Sommet de l’OTAN: le Canada s’opposerait à une augmentation des budgets militaires
Le 31/08/14
De 45enord.ca
À la veille du Sommet de l’Alliance atlantique, qui se tiendra au Pays de Galles du 4 au 5 septembre, l’OTAN souhaite que les États membres acceptent d’augmenter leurs dépenses militaires, mais, selon ce que rapporte l’agence britannique Reuters, s’appuyant sur des sources qui s’expriment sous le couvert de l’anonymat, le Canada s’y refuse et bloquerait une résolution en ce sens.

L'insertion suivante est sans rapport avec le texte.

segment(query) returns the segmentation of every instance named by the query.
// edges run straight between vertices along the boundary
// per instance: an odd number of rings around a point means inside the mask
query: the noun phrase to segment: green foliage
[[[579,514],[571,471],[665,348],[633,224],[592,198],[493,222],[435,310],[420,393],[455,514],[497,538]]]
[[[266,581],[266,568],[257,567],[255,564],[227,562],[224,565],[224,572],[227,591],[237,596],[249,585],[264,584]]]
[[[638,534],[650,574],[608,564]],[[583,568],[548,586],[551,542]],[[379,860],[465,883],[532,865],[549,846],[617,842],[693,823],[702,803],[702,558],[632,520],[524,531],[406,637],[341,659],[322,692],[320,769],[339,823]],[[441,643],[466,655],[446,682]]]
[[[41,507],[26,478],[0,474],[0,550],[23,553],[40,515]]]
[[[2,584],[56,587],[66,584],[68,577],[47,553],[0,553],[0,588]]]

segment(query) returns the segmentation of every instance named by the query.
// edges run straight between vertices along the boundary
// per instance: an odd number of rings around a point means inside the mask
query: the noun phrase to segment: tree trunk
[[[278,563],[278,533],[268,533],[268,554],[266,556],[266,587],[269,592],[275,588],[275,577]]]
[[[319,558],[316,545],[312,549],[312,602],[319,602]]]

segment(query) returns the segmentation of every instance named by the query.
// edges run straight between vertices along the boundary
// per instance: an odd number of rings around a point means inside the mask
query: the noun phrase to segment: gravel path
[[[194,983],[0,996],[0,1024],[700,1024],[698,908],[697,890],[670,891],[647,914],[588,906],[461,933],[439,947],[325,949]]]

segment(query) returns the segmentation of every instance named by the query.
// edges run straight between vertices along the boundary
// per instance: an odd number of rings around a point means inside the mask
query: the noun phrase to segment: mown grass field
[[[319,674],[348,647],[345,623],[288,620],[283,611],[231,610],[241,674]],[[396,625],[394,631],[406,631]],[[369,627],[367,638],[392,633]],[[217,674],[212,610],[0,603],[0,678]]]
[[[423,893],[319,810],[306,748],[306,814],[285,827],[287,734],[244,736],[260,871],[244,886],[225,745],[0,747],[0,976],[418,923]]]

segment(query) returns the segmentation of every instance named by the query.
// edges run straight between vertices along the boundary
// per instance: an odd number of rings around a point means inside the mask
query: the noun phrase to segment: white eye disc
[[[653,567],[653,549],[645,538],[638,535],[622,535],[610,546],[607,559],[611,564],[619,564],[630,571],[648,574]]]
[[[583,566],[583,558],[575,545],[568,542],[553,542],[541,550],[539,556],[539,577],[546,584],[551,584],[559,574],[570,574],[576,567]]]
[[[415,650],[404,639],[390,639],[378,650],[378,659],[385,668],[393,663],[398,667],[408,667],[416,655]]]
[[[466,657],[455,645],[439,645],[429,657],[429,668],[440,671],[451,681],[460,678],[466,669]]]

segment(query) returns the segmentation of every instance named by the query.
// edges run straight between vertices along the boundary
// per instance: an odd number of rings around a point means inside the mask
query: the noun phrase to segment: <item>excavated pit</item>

L’OTAN aimerait voir ses États membres s’engager à augmenter leurs dépenses de défense à 2 pour cent du PIB [produit intérieur brut] au cours des 10 prochaines années. En 2013, seuls quatre pays – les États-Unis, la Grande-Bretagne, la Grèce et l’Estonie – ont dépensé autant sur la défense.
L’Alliance a besoin d’un budget renforcé pour « une présence plus visible de l’OTAN dans l’est » pour contrer la Russie, qui, selon le Secrétaire général de l’OTAN, Anders Fogh Rasmussen, « soutient activement l’insurrection en Ukraine. »
Le chef de l’OTAN envisagerait l’établissement de plusieurs bases dans l’Est de l’Europe pour affronter la Russie
Le Premier ministre canadien Stephen Harper sera au Pays de Galles pour participer au Sommet de l’OTAN, alors que pleuvent les accusations d’ingérence directe contre la Russie en Ukraine et que les membres de l’Alliance devront coordonner leur réponse face aux dernières actions de Moscou.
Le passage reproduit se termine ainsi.